Witam ponownie
Witam tych co mają kłopot ze znakami SWL
Stanisław - moje szczere słowa uznania dla Ciebie!
Nie chodzi mi o odwagę,czy chęć "zabłyśnięcia" na forum. Tu chodzi o prawdę i szczerość a czego tak naprawdę,brakuje wielu naszym Kolegom. Mogę śmiało powiedzieć,że i ja w latach 60-tych zaczynałem nasze hobby jako nasłuchowiec. Zacząłem od pracy jako nasłuchowiec na stacji klubowej a później już pod znakiem indywidualnym SWL.. Już po zdaniu egzaminów - zdawałem w Gorzowie Wlkp. - otrzymałem swój pierwszy znak - SP3LGH.
I dziwne to troszkę,bo w tym samym miesiącu odbywały się też egzaminy w Zielonej Górze. A było to wówczas moje województwo (Gorzów Wlkp. ,Zielona Góra). Kolega mój zdawał egzaminy właśnie w Zielonej Górze i otrzymał znak z literką "C" w sufiksie.Duża rozbieżność w przyznanych znakach. Później Pan w ciemnych okularach,przemówił w TV. No i odebrano mi znak a po pewnym czasie zwrócono już jako SP3SUL. No i dalej jest dobrze,dalej trwa zabawa i dalej wygrywa moje hobby,moja pasja. Nie upominałem się o zwrot znaku ani o przydzielenie innego znaku z pierwszą czy też drugą literką alfabetu w sufiksie. Co by to zmieniło,co by mi to dało- prawda? Mój znak,jest moim drugim nazwiskiem i dlaczego miałbym się tego wstydzić? Wczoraj po raz pierwszy w swojej "paroletniej" pracy krótkofalarskiej przeczytałem tu na forum,że jestem "chłoptasiem" i "kolesiem z jakimś durnym znakiem". No cóż - Kolega się trochę zagalopował,ale podobała mi się Jego postawa tzn. fakt,że przeprosił mnie za ten swój wpis. Oświadczam,że znaku nie zmieniłem dobrowolnie jak i nie wybierałem sobie. W tamtym okresie,znak się wybierało. Po dzień dzisiejszy znaku swojego się nie wstydzę i na pewno już nie zmienię. Ja nie jestem z gatunku ludzi,którzy po to aby zmienić swój status w oczach innych Kolegów i chcąc uchodzić za "starego" nadawcę,zmieniają swoje znaki.

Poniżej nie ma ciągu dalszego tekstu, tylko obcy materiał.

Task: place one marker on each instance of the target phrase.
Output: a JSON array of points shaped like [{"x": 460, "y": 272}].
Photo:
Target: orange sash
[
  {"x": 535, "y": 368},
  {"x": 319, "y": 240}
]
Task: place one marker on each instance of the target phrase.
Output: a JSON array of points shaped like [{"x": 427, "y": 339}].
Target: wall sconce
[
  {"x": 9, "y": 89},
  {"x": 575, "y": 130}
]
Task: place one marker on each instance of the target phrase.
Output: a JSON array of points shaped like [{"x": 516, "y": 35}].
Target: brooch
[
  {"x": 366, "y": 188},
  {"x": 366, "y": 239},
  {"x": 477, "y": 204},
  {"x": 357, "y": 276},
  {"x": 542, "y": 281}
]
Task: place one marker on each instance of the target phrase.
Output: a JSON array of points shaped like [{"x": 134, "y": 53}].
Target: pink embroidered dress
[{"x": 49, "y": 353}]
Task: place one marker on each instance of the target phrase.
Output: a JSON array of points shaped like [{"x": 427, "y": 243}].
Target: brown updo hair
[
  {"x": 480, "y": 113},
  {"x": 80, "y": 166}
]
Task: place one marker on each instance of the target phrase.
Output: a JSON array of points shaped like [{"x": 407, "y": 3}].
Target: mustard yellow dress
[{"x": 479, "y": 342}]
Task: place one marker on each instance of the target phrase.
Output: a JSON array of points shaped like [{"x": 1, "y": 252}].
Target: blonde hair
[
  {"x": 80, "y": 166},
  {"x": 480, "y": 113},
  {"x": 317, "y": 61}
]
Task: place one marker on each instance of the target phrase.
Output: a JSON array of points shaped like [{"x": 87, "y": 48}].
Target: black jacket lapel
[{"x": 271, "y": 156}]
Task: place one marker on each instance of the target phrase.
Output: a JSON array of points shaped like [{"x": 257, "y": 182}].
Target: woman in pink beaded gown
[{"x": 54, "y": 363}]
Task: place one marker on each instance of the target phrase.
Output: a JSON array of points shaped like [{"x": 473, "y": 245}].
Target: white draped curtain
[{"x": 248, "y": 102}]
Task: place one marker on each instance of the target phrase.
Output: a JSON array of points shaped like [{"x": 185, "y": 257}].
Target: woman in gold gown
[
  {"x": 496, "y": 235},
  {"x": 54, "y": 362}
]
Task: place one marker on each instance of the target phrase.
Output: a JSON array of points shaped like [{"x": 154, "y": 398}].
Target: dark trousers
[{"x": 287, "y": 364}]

Ba!!! Zmieniają prefiksy. Z SQ na SP. No bo przecież wczoraj jeszcze jako CB - ista a dziś już jako znak z prefiksem - SQ - jest za szybko rozpoznawalny. Czyli wstydzi się swojego znaku! Czy jest to prawdziwy krótkofalowiec? Bardzo wątpliwa sprawa.
Czy można wstydzić się swojego drugiego nazwiska?! Dlatego bardzo podoba mi sie Twoja postawa i prawda o sobie. To nie jest jakiś tam "farbowany" nadawca z SQ na SP. Bardzo odważny i szczery człowiek. Wiesz co Stanisław - Ty masz dużo więcej wiedzy z dziedziny krótkofalarskiej jak "farbowany" SP. Szczerz ściskam Ci dłoń i mam nadzieje,że jeszcze nie jednokrotnie wymienimy swoje informacje,swoje wiadomości. Pozdrawiam bardzo serdecznie - Mirek SP3SUL.